True, it sounds (and looks) a lot like https://scp-wiki.wikidot.com/scp-3008

gpderetta•3mo ago
That SCP was literally the first thing that came to my mind when looking at the intro video!
endymion-light•3mo ago
i'm thinking a new version of LSD dream emulator could be really interesting.
fjfaase•3mo ago
I wonder if they also have a strategy for deleting generate tiles, otherwise the infinite is limited to the size of available memory. I also wonder if with their method can exactly recreate tiles that have been deleted. Or in other words, that they have a method for generating unique seeds for all tiles. The paper does not give much technical details. If the seed has a limited size and there is a method for generating seeds for each 2D coordinate, I wonder if it is possible to make a non-repeating infinite world. I think it is not possible with a limited size seed.
keyle•3mo ago
This is cool. And could be fun in games. Not sure I get the point otherwise... The thought that came to mind was "Architectural slop".
flohofwoe•3mo ago
Games have used procedural world generation since at least the 1980s, and on 8-bit home computers. Glancing through the video and webpage, the results don't look much different from what's possible with traditional Wave Function Collapse tbh.
splintercell•3mo ago
Is it just me, or some of the places it generates are just not realistic? Like a small area of some kind which is a dead space, and there is a giant window into it.
oniony•3mo ago
Not only not realistic but also not explicit: not so much as a peachy bottom in sight.
icoder•3mo ago
It's not just you. The generated stuff - in my opinion - doesn't make any sense at all, with regard to structure or meaning. Unless, perhaps, the aim was to generate some kind of badly designed Ikea store.
hobofan•3mo ago
Yeah, I think either the method doesn't work well, or there is something off with their tuning.
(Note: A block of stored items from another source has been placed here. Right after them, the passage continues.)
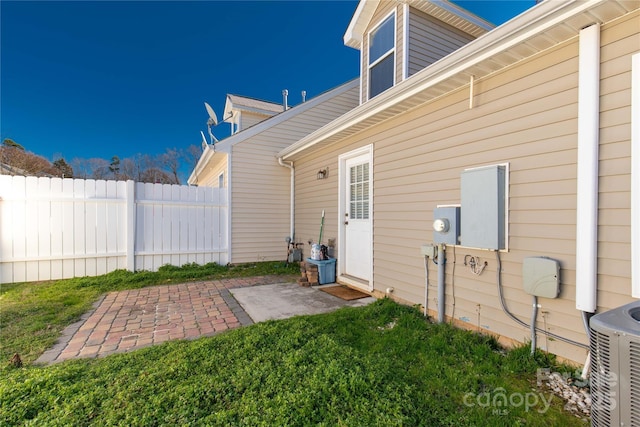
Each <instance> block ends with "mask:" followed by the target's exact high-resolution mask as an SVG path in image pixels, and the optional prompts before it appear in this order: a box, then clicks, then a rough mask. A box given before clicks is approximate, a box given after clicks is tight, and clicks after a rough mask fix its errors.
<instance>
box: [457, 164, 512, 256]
mask: <svg viewBox="0 0 640 427" xmlns="http://www.w3.org/2000/svg"><path fill="white" fill-rule="evenodd" d="M505 169H506V168H505V166H503V165H495V166H487V167H482V168H475V169H467V170H465V171H463V172H462V175H461V176H460V194H461V198H460V202H461V205H462V207H461V212H460V243H461V245H463V246H467V247H471V248H480V249H492V250H496V249H505V248H506V235H505V221H506V218H505V194H506V176H505V175H506V172H505Z"/></svg>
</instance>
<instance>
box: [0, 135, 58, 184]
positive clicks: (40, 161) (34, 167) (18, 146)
mask: <svg viewBox="0 0 640 427" xmlns="http://www.w3.org/2000/svg"><path fill="white" fill-rule="evenodd" d="M6 141H7V140H5V143H4V144H3V145H2V146H0V161H1V162H2V163H3V164H5V165H7V166H9V168H8V169H7V171H9V173H10V174H12V175H25V176H51V175H56V171H55V170H54V168H53V166H52V165H51V162H49V161H48V160H47V159H45V158H44V157H42V156H38V155H37V154H34V153H31V152H29V151H26V150H25V149H24V148H23V147H22V146H21V145H19V144H16V143H14V144H15V145H14V144H6ZM3 170H4V168H3Z"/></svg>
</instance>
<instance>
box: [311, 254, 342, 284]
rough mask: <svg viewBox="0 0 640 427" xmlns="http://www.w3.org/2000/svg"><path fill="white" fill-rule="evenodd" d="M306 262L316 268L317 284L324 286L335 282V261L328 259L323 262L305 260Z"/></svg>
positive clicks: (334, 282)
mask: <svg viewBox="0 0 640 427" xmlns="http://www.w3.org/2000/svg"><path fill="white" fill-rule="evenodd" d="M307 262H308V263H311V264H315V265H317V266H318V283H319V284H321V285H325V284H327V283H335V281H336V259H335V258H329V259H327V260H324V261H318V260H315V259H311V258H307Z"/></svg>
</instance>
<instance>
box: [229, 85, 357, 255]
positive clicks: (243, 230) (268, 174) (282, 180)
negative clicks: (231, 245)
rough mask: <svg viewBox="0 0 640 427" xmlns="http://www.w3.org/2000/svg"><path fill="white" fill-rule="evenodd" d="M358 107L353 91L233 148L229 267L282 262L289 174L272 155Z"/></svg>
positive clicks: (284, 250) (285, 121)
Their block-by-block generation method seems to be too local in its considerations, where each 3x3 section (= the ones generated based on the immediate neighbors) looks a lot more coherent than the 4x4 sections and above. I think it might need to be extended to be less local and might also in general need to be paired with some sort of guidance systems (e.g. in the office example would generate the overall floor layout).

theknarf•3mo ago
Did they reinvent "wave function collapse" (https://github.com/mxgmn/WaveFunctionCollapse)?
fallat•3mo ago
No. WFC is fundamentally different from this.
ivanjermakov•3mo ago
WFC?
nikolay•3mo ago
WFC = Wave Function Collapse
swiftcoder•3mo ago
Indeed, but it does serve more or less the same purpose in procgen pipelines (and folks have tweaked WFC for infinite worlds before[1]).

[1]: https://www.youtube.com/watch?v=7ffT_8wViBA

mock-possum•3mo ago
Whoa this is awesome, thanks for the link!
kittikitti•3mo ago
This is great and really cool! Thank you for sharing.
tantalor•3mo ago
Oh great, it's the Severance simulator.
deterministic•3mo ago
The problem is not generating worlds. The problem is generating interesting worlds.